Pearson’s r is the maximum likelihood estimator (MLE) of the population correlation ρ under bivariate normality. Like most MLEs, r is not a sufficient statistic. One could obtain greater parameter information from the sample, in principle, by conditioning r on an ancillary complement, but none is known to exist. Indeed, no ancillary complement need exist for any MLE, and even if it does, there is no standard method of discovering it.

In this paper, we define a function of a long-abandoned rank correlation statistic called the matching statistic, denoted m, as a pivotal quantity for Pearson’s r. We then modify the pivot to construct an asymptotically ancillary statistic for r. Finally, we propose this statistic is a non-unique, approximate ancillary complement, in finite samples, for r under bivariate normality. While our assertion remains a conjecture, we provide ample evidence it is not a vacuous one, both mathematically and empirically.

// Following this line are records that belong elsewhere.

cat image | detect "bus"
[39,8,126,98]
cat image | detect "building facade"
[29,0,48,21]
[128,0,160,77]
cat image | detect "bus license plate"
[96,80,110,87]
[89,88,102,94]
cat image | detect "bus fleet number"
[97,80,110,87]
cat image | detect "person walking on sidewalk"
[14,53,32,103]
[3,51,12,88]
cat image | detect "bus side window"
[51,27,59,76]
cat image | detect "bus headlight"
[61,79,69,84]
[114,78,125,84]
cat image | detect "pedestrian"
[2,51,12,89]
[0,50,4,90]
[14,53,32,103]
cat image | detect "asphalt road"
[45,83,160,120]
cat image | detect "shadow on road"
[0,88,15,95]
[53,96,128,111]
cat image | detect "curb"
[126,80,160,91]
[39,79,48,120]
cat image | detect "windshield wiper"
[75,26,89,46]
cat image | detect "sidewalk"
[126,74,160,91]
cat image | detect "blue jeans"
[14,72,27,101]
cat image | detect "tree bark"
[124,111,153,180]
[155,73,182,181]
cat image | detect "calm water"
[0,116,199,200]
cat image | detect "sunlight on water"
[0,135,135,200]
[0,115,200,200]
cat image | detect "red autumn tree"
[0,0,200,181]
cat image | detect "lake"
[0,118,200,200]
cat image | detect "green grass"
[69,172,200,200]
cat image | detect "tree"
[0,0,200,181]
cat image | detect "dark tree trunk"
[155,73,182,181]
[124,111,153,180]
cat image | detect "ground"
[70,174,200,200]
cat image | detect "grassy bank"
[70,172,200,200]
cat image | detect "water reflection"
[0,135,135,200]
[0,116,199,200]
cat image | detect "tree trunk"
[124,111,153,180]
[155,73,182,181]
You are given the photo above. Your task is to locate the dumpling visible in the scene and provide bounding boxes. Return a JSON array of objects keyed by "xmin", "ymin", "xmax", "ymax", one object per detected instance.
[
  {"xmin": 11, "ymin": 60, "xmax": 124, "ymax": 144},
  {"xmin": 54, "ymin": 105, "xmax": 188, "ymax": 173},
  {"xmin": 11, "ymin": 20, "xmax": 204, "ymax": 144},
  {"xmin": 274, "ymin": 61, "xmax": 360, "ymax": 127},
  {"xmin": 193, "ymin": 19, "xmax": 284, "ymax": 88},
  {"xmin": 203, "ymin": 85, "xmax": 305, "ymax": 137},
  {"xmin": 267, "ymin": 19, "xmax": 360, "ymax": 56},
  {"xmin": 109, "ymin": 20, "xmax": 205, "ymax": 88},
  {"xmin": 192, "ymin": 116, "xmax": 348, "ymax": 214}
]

To wit, we prove conditioning r on the statistic always reduces r’s mean squared error (MSE) when specified assumptions hold—bivariate normality and ρ nonnegative and not large (ρ < .5). Monte Carlo simulation results illustrate why: r and m are correlated, especially in small samples, and conditioning r on the proposed ancillary complement partially rotates away this correlation without significantly reducing dependence on ρ. More fundamentally, we theorize MSE is reduced by controlling for a sample-specific source of variance in (X, Y): the rank order of observations in Y, conditional on the rank order of observations in X.